Desde su fundación hace 486 años, la que ahora es la ciudad industrial de San Pedro Sula destacó como el principal núcleo de desarrollo en la región que hoy ocupa el valle de Sula y sus alrededores. Al momento de la conquista aquella villa, fundada por don Pedro de Alvarado, se encontraba densamente poblada y conectada con Puerto Caballos (hoy Puerto Cortés) por un camino tan amplio que permitía el paso de dos hileras de mulas cargadas. Actualmente es una de las ciudades más grandes y mejor dispuestas, topográficamente, de Centroamérica por encontrarse en una extensa planicie al pie de la imponente cordillera de El Merendón que la oxigena y surte de agua. En gran medida su auge se debe a la laboriosidad de sus habitantes y al empuje que le han brindado algunas autoridades edilicias en el transcurso de su vida política. Sin embargo, no podemos soslayar que no todos sus gobernantes llegaron al solio edilicio a trabajar con honestidad y una mentalidad futurista. Esta urbe estaría más adelantada si los impuestos que pagan los vecinos, la industria y el comercio no hubiesen sido eventualmente dilapidados en lugar de ser invertidos en proyectos de desarrollo. Ahora veamos el futuro porque hay muchas deficiencias que es urgente enmendar y proyectos inconclusos que sacar de las gavetas administrativas como el de la Casa de la Cultura. Sampedranos nativos e inmigrantes de otras comunidades que hacemos nuestra vida en esta ciudad de escasos zorzales, anhelamos volver a caminar tranquilamente por calles céntricas en las que ahora reina el caos debido a la presencia de cientos de caramancheles comerciales en plena vía pública, y aceras convertidas en estacionamientos.

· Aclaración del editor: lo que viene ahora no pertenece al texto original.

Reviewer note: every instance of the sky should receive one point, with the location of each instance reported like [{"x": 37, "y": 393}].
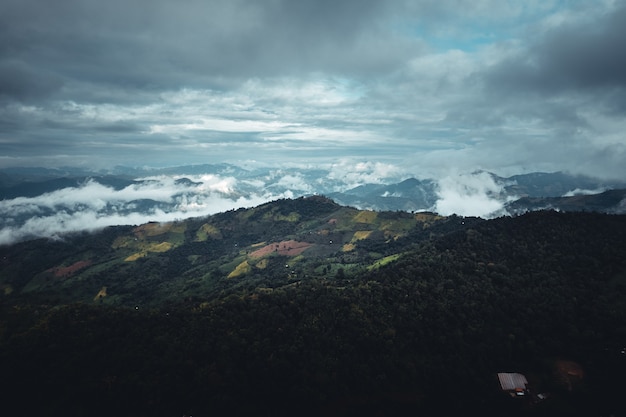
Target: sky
[{"x": 425, "y": 86}]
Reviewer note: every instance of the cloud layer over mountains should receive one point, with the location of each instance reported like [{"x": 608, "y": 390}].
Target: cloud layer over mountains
[
  {"x": 503, "y": 86},
  {"x": 95, "y": 202}
]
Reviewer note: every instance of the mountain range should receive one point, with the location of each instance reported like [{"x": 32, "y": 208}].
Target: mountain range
[
  {"x": 46, "y": 202},
  {"x": 307, "y": 307}
]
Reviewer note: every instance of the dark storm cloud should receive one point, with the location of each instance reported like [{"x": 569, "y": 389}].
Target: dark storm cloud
[
  {"x": 580, "y": 55},
  {"x": 160, "y": 44}
]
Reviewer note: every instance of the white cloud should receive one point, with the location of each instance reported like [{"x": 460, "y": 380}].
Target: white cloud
[
  {"x": 94, "y": 206},
  {"x": 469, "y": 195}
]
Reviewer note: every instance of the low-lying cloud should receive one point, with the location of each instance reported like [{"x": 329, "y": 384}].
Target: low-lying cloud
[
  {"x": 475, "y": 194},
  {"x": 94, "y": 206}
]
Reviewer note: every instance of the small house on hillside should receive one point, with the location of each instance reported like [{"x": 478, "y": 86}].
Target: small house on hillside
[{"x": 513, "y": 383}]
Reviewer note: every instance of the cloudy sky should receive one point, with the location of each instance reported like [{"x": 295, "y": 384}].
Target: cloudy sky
[{"x": 424, "y": 85}]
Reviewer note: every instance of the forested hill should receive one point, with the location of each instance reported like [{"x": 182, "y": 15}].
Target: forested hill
[{"x": 303, "y": 307}]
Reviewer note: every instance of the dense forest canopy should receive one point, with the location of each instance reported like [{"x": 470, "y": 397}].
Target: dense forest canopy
[{"x": 378, "y": 313}]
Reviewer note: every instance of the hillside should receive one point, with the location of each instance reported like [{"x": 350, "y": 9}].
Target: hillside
[{"x": 305, "y": 307}]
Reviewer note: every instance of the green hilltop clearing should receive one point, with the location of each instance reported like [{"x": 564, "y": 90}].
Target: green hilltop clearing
[{"x": 304, "y": 307}]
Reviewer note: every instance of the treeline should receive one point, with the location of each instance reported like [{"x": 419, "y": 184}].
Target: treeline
[{"x": 424, "y": 335}]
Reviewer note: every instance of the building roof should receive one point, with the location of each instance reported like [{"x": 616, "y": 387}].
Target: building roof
[{"x": 512, "y": 381}]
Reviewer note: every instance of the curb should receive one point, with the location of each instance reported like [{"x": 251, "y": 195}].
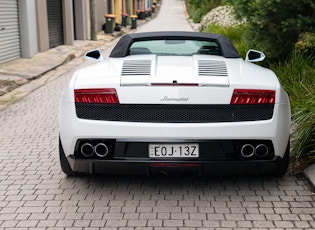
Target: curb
[{"x": 309, "y": 173}]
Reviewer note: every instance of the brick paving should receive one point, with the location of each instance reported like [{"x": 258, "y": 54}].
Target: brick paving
[{"x": 35, "y": 194}]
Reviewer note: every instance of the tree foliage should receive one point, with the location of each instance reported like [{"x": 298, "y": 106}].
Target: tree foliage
[
  {"x": 274, "y": 26},
  {"x": 199, "y": 8}
]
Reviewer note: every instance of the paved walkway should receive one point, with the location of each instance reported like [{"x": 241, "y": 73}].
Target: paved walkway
[{"x": 35, "y": 194}]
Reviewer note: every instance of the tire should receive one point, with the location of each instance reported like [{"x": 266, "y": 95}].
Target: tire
[
  {"x": 283, "y": 166},
  {"x": 64, "y": 162}
]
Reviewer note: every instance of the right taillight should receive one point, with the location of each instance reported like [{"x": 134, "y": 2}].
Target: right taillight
[
  {"x": 101, "y": 96},
  {"x": 253, "y": 96}
]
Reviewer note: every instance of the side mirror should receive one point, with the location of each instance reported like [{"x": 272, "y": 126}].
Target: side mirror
[
  {"x": 254, "y": 56},
  {"x": 94, "y": 55}
]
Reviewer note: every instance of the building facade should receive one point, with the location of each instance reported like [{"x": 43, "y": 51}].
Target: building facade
[{"x": 31, "y": 26}]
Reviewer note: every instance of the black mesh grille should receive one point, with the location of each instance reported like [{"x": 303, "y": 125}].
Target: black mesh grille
[{"x": 174, "y": 113}]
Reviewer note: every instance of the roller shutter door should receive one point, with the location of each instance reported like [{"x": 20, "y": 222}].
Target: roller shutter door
[
  {"x": 10, "y": 47},
  {"x": 55, "y": 23}
]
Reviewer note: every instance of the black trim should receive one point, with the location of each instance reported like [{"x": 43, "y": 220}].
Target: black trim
[
  {"x": 132, "y": 167},
  {"x": 122, "y": 47},
  {"x": 174, "y": 113}
]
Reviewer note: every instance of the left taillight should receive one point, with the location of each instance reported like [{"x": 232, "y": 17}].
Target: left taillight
[
  {"x": 101, "y": 96},
  {"x": 253, "y": 96}
]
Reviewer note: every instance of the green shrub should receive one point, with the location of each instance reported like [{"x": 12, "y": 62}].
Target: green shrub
[
  {"x": 196, "y": 9},
  {"x": 274, "y": 26},
  {"x": 297, "y": 75},
  {"x": 235, "y": 34}
]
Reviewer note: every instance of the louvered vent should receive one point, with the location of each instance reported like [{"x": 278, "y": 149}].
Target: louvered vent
[
  {"x": 138, "y": 67},
  {"x": 212, "y": 68}
]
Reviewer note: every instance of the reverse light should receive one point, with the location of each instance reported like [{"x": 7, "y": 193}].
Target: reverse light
[
  {"x": 102, "y": 96},
  {"x": 253, "y": 96}
]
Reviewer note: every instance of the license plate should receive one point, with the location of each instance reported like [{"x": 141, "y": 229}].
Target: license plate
[{"x": 173, "y": 150}]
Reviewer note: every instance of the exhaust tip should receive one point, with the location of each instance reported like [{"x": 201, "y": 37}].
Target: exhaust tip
[
  {"x": 87, "y": 150},
  {"x": 261, "y": 150},
  {"x": 101, "y": 150},
  {"x": 248, "y": 150}
]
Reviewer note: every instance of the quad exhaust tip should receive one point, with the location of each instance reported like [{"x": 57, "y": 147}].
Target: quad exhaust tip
[
  {"x": 87, "y": 150},
  {"x": 100, "y": 149},
  {"x": 249, "y": 150}
]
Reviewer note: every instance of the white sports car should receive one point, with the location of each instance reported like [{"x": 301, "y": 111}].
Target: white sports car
[{"x": 174, "y": 101}]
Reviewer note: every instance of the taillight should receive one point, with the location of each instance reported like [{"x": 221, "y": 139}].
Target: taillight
[
  {"x": 253, "y": 96},
  {"x": 103, "y": 96}
]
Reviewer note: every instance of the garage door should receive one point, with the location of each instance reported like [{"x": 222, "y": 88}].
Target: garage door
[
  {"x": 55, "y": 23},
  {"x": 10, "y": 47}
]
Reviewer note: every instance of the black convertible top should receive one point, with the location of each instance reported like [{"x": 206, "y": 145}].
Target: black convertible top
[{"x": 122, "y": 47}]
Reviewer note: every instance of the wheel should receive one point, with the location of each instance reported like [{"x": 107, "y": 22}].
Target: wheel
[
  {"x": 64, "y": 162},
  {"x": 283, "y": 166}
]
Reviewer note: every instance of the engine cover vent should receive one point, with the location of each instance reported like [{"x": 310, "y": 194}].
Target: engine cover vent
[
  {"x": 136, "y": 67},
  {"x": 212, "y": 68}
]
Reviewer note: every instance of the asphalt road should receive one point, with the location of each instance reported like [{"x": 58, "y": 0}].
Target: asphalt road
[{"x": 35, "y": 194}]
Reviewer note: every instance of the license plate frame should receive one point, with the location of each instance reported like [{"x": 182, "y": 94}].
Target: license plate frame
[{"x": 184, "y": 150}]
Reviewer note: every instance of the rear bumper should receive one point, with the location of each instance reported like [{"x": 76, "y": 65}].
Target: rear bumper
[{"x": 147, "y": 167}]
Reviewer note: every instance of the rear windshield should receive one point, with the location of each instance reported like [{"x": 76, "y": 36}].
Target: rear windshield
[{"x": 174, "y": 47}]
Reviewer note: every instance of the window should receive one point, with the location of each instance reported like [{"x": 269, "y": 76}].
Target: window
[{"x": 174, "y": 47}]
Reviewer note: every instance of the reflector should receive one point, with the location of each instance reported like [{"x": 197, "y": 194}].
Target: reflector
[
  {"x": 253, "y": 96},
  {"x": 103, "y": 96}
]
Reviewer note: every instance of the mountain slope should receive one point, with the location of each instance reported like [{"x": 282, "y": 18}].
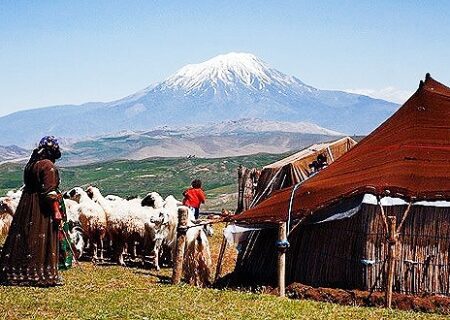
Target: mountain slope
[
  {"x": 224, "y": 139},
  {"x": 227, "y": 87}
]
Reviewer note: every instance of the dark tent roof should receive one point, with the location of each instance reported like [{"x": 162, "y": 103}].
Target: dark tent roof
[
  {"x": 295, "y": 168},
  {"x": 408, "y": 156}
]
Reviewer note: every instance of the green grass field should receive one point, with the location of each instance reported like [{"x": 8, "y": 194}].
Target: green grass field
[
  {"x": 119, "y": 293},
  {"x": 113, "y": 292}
]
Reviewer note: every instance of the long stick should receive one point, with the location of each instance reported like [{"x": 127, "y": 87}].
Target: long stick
[
  {"x": 282, "y": 260},
  {"x": 220, "y": 257},
  {"x": 181, "y": 239},
  {"x": 71, "y": 249}
]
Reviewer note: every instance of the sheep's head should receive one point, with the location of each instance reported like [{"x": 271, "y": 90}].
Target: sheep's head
[
  {"x": 74, "y": 194},
  {"x": 93, "y": 192},
  {"x": 160, "y": 221},
  {"x": 208, "y": 229}
]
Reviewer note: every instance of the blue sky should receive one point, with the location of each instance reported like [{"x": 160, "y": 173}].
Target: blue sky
[{"x": 70, "y": 52}]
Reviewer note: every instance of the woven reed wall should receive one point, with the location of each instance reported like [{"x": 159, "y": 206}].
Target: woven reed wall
[{"x": 351, "y": 253}]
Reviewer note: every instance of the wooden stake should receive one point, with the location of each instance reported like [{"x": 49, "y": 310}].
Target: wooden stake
[
  {"x": 392, "y": 239},
  {"x": 282, "y": 258},
  {"x": 181, "y": 240}
]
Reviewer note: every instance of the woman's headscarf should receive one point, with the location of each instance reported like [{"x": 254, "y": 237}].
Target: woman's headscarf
[{"x": 48, "y": 148}]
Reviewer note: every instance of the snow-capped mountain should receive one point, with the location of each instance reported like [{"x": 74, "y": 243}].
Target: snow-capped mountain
[{"x": 227, "y": 87}]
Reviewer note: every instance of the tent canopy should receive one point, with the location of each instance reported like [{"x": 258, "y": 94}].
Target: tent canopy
[
  {"x": 408, "y": 156},
  {"x": 295, "y": 168}
]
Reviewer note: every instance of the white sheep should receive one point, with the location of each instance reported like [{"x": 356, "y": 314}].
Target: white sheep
[
  {"x": 128, "y": 222},
  {"x": 92, "y": 218},
  {"x": 197, "y": 257}
]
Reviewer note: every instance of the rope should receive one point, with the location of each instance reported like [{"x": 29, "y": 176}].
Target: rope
[
  {"x": 290, "y": 206},
  {"x": 265, "y": 190}
]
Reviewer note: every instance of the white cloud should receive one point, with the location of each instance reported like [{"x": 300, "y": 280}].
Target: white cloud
[{"x": 388, "y": 93}]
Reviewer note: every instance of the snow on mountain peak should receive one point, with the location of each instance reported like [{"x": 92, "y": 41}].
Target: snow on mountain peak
[{"x": 228, "y": 70}]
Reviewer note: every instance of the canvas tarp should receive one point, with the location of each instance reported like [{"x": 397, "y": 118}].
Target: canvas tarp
[
  {"x": 295, "y": 168},
  {"x": 408, "y": 156}
]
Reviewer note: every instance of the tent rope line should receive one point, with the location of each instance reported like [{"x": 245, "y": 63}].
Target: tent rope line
[{"x": 291, "y": 201}]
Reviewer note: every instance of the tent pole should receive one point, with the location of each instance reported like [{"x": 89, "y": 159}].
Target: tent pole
[
  {"x": 220, "y": 258},
  {"x": 282, "y": 247},
  {"x": 392, "y": 240}
]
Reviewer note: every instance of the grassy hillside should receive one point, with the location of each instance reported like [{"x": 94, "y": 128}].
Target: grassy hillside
[
  {"x": 113, "y": 292},
  {"x": 165, "y": 175}
]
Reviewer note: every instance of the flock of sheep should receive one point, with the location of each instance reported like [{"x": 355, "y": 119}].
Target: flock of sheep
[{"x": 139, "y": 228}]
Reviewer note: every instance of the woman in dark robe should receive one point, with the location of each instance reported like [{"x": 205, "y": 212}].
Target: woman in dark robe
[{"x": 30, "y": 254}]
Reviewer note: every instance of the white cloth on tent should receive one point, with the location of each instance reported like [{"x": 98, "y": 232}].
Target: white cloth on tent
[{"x": 236, "y": 234}]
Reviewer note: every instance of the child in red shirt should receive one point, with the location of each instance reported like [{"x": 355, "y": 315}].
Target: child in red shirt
[{"x": 194, "y": 197}]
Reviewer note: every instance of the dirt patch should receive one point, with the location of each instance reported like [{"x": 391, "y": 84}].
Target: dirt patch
[{"x": 424, "y": 303}]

Cabe preguntar ¿cuándo podrán pasear los sampedranos por los parques lineales que anteriores gobiernos locales planearon construir en los bordos de los ríos que atraviesan la ciudad, una vez reubicadas las familias instaladas en esos predios? Es perentorio revivir estas raquíticas corrientes de agua despejando y reforestando sus riberas y haciendo cumplir la ley que prohíbe la construcción de más viviendas arriba de la cota 200 de El Merendón. Aunque la ciudad cuenta ahora con un eficiente sistema de recolección de basura, persiste la suciedad en calles y áreas verdes porque vecinos inconscientes no paran de lanzar sus desperdicios donde quiera sin importar el daño que hacen al medio ambiente y al ornato urbano. Urge entonces aplicar sanciones ya establecidas en la ley para este tipo de delitos. Tergiversando a José Cecilio del Valle diré finalmente: soñaba un chaval de San Pedro y yo también sé soñar.